La question financière n’est pas anodine. Comme une évidence, Clément Abaïfouta – un ancien prisonnier contraint d’enterrer les corps de ses codétenus dans des fosses communes – reconnaît que « l’argent ne [lui] rendra jamais [ses] amis ». « Mais c’est important pour guérir les blessures, pour sortir les victimes de la pauvreté et pour montrer que nous avons des droits qui doivent être reconnus », dit-il.

Loin du compte

Théoriquement, chaque victime pourrait en effet toucher une somme certes négligeable au regard de la profondeur des plaies humaines mais conséquente dans l’un des pays les plus pauvres du monde. La décision de la cour d’appel – confirmant le verdict du 30 mai 2016 aux assises – accorde à chaque survivante de viol et d’esclavage sexuel 20 millions de francs CFA (environ 30 500 euros) ; à chaque survivant de tortures et de détention arbitraire ainsi qu’aux anciens prisonniers de guerre, 15 millions de francs CFA ; et 10 millions de francs CFA aux victimes indirectes.
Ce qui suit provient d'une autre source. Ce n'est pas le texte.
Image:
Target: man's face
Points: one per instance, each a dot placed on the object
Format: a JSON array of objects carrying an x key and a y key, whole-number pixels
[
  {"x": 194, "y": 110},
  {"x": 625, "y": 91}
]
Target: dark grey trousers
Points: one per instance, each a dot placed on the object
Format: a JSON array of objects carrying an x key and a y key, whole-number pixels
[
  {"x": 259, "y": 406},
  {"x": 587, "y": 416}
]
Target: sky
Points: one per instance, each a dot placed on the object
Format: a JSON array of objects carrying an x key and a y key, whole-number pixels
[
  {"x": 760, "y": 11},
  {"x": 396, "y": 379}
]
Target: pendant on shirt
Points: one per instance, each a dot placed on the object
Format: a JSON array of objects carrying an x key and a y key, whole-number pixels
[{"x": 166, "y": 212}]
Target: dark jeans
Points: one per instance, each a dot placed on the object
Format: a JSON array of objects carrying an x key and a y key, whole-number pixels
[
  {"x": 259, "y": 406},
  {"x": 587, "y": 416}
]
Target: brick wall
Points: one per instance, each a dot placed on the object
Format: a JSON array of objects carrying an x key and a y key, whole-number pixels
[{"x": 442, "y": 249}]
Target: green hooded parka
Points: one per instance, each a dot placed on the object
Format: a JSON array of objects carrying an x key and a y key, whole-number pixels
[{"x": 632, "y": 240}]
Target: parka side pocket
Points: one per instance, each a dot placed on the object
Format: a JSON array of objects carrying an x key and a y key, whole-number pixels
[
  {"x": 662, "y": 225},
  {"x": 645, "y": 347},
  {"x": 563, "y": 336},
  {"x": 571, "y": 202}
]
Très précisément, 7 396 personnes sont éligibles aux réparations et 3 489 autres, « qui n’ont pas fourni de documentation suffisante », pourront s’adresser au fonds d’indemnisation des victimes créé par l’Union africaine (UA), l’organisation continentale marraine des CAE.

Au total, ce sont plus de 120 millions d’euros que l’ancien dictateur a été condamné à payer. A priori, il ne les a pas. Qui peut dire ce qu’il a fait des malles de billets volés dans les coffres-forts du Trésor public, à N’Djamena, quelques heures avant de détaler devant l’avancée des hommes d’Idriss Déby Itno, devenu depuis l’indéboulonnable président du Tchad ? Combien y avait-il ? En 1992, une commission d’enquête tchadienne parlait de 3 milliards de francs CFA (4,6 millions d’euros). Combien a-t-il dépensé de ce butin, au Sénégal, pour jouir de son impunité dès 1990 ? Et combien – et où – en a-t-il investi ?

Les CAE ont déjà saisi sa maison de Ouakam, un quartier résidentiel de Dakar, estimée à environ 680 000 euros, ainsi que des petites sommes sur plusieurs comptes en banque. On est très loin du compte, même en y ajoutant les 500 000 euros de reliquat du budget alloué aux CAE.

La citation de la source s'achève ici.